Ella llora tranquila por sus heridas ancestrales y yo la entiendo. Su dolor es el mío y viceversa, el amor también.
Sus desvaríos son de a ratos insoportables, de a ratos encantadores. Su inocencia, sobre todo, es lo que me maravilla. Su inagotable don para la alimentación y los colores de su casa.
Quisiera ayudarla, contenerla y llevármela en una alfombra mágica a algún lugar lleno de sol y cosas milagrosas para que sanemos nuestras heridas juntas.
Hay algunas almas que parecen ser universales.
Son no una sino tres grandes mujeres las que de pronto hilvano en mi pecho; en ellas veo mi continuidad a pesar del tiempo, desde el corazón hasta el punto de encaje. Son seres de un amor incontenible, tanto que a veces se vuelve nocivo.
Su carencia total de self-conciousness las vuelve deliciosas, imperfectas... y eso es algo que admiro. Algo así leí también sobre Edie Sedgwick, la modelo de Andy Warhol, una mujer irreductible que se drogó hasta morirse de tanta intensidad.

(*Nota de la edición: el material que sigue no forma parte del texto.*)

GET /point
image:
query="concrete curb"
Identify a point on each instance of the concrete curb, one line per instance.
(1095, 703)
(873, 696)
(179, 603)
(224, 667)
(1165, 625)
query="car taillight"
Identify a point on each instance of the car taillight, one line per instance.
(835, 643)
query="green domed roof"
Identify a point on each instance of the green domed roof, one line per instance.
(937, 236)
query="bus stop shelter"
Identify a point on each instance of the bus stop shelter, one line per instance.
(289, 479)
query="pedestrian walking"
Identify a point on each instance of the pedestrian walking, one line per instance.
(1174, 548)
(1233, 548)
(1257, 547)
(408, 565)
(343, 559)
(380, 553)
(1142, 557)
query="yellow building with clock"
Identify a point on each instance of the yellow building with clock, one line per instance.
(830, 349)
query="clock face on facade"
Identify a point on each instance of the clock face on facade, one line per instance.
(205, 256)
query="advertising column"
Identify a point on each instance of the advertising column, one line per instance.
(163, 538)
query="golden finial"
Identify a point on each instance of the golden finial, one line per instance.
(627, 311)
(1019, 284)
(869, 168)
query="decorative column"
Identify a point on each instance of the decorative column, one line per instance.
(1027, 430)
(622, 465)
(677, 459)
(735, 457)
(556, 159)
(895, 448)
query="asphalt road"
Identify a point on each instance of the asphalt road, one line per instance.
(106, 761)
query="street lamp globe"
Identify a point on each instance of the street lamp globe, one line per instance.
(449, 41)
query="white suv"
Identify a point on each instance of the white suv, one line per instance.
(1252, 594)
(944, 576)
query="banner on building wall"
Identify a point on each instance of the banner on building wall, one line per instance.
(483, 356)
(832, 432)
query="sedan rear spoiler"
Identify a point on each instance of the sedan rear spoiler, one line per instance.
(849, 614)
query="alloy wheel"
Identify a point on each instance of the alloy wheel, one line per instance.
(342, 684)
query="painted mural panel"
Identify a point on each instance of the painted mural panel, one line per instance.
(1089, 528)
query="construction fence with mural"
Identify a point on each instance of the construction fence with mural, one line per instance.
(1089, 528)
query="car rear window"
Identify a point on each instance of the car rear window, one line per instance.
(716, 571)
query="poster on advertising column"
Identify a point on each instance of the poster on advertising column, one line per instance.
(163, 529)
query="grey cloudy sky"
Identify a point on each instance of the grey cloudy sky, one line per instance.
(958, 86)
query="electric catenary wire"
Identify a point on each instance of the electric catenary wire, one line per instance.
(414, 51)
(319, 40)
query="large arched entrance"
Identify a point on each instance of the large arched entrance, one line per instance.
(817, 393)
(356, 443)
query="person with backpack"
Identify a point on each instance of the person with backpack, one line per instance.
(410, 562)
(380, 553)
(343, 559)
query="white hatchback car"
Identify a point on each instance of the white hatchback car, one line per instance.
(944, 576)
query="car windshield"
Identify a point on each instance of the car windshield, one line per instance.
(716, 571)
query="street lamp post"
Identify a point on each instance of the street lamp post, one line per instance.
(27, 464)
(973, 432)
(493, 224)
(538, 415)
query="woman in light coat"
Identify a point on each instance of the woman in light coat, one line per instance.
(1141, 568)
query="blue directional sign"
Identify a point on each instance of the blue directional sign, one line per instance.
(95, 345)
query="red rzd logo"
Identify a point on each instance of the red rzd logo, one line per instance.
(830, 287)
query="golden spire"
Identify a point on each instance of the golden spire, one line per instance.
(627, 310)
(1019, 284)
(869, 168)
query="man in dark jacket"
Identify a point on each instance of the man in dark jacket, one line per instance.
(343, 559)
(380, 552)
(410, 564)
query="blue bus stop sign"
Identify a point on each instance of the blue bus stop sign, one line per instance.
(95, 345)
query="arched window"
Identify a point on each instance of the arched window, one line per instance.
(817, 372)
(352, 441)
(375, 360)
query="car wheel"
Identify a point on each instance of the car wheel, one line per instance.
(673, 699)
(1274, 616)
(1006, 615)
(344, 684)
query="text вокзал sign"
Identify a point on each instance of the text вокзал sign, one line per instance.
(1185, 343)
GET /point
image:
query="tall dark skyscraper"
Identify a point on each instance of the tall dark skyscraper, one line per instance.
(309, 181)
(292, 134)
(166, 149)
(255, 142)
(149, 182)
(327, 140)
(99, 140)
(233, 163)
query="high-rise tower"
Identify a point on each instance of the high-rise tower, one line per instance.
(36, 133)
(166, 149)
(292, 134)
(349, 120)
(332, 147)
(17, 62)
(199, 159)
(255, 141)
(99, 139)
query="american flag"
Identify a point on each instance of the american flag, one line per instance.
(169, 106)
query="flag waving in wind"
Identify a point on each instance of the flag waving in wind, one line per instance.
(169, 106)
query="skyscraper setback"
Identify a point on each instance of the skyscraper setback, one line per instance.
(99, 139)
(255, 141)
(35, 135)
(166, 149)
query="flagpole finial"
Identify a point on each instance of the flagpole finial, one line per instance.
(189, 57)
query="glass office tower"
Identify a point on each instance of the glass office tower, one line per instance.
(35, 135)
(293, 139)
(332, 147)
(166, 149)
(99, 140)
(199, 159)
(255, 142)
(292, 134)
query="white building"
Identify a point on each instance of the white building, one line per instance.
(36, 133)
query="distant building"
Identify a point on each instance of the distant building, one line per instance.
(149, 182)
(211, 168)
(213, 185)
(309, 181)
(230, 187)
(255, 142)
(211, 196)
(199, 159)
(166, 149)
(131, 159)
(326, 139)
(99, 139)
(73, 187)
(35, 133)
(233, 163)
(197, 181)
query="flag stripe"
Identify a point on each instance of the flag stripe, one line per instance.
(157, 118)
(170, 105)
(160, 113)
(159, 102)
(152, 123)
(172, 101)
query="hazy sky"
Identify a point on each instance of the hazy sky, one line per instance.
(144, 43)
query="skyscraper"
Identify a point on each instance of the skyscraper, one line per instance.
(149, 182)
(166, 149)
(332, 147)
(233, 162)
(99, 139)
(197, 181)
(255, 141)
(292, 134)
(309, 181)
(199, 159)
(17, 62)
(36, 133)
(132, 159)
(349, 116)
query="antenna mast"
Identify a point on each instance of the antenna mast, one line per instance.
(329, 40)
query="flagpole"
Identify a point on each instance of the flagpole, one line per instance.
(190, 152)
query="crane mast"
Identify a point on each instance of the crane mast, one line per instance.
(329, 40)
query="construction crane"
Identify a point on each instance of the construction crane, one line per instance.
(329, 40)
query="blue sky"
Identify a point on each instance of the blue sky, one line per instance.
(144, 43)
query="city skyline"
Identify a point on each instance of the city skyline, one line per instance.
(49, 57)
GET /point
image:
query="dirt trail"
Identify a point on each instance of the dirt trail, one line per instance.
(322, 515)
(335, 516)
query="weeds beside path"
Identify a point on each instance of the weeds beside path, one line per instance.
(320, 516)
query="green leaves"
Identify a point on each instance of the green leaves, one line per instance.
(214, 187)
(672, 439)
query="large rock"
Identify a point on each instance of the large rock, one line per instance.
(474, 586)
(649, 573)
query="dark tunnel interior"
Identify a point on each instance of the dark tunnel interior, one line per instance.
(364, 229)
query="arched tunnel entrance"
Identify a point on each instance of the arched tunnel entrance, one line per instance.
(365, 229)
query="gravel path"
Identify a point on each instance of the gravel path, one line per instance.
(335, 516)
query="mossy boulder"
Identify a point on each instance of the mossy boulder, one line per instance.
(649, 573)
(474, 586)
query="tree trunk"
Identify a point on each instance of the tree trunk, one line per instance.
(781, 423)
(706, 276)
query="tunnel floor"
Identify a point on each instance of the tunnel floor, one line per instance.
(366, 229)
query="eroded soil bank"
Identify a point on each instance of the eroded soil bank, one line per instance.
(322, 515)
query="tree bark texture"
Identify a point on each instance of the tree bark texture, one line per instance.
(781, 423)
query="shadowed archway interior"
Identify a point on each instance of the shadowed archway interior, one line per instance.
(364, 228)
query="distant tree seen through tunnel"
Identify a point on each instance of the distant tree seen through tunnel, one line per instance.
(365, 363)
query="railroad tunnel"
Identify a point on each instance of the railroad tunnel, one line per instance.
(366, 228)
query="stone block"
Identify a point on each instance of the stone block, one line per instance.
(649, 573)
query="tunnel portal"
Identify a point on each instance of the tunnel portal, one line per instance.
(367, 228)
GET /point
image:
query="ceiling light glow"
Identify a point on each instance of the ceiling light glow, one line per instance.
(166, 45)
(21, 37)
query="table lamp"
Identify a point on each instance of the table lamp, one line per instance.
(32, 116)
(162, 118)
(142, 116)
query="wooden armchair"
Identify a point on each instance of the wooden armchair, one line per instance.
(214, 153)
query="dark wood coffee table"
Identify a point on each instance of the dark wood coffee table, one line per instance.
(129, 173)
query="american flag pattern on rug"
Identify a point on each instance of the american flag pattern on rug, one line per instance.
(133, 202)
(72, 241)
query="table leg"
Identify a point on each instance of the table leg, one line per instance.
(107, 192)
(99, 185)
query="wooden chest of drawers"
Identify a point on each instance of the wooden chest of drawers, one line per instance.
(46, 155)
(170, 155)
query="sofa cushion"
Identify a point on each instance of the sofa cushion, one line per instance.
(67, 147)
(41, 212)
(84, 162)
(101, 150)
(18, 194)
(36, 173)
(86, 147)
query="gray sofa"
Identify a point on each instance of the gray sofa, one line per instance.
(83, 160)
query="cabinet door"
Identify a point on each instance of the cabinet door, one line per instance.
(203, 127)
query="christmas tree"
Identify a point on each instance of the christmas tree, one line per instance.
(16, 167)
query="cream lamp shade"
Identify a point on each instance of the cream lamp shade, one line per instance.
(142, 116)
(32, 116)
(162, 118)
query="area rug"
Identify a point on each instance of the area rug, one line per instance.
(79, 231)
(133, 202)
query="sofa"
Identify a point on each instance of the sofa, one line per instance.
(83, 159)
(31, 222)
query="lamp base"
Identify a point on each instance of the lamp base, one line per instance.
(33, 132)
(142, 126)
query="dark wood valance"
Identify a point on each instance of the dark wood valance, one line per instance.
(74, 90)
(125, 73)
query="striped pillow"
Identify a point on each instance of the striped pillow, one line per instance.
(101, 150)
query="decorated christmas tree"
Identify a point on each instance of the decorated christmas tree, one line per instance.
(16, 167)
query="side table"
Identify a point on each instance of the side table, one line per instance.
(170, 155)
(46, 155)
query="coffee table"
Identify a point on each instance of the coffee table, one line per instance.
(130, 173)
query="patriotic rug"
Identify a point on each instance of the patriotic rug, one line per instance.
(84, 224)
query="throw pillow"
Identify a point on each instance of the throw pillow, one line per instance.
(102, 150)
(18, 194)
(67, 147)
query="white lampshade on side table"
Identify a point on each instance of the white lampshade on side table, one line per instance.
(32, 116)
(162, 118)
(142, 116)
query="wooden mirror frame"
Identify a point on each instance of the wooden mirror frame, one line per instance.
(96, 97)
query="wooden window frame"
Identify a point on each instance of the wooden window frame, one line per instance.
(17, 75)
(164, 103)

Dos rubias una castaña. Tres pares de ojos tristes. Diez hijos. Dos ciudades. Una casa dos departamentos. Muchas plantas. Algunos kilos de más. Varias décadas de terapia.
Estoy convencida que el devenir de una mujer pasa por resolver cierta encrucijada que trae como una estampa desde su primer día de vida, incluso desde antes.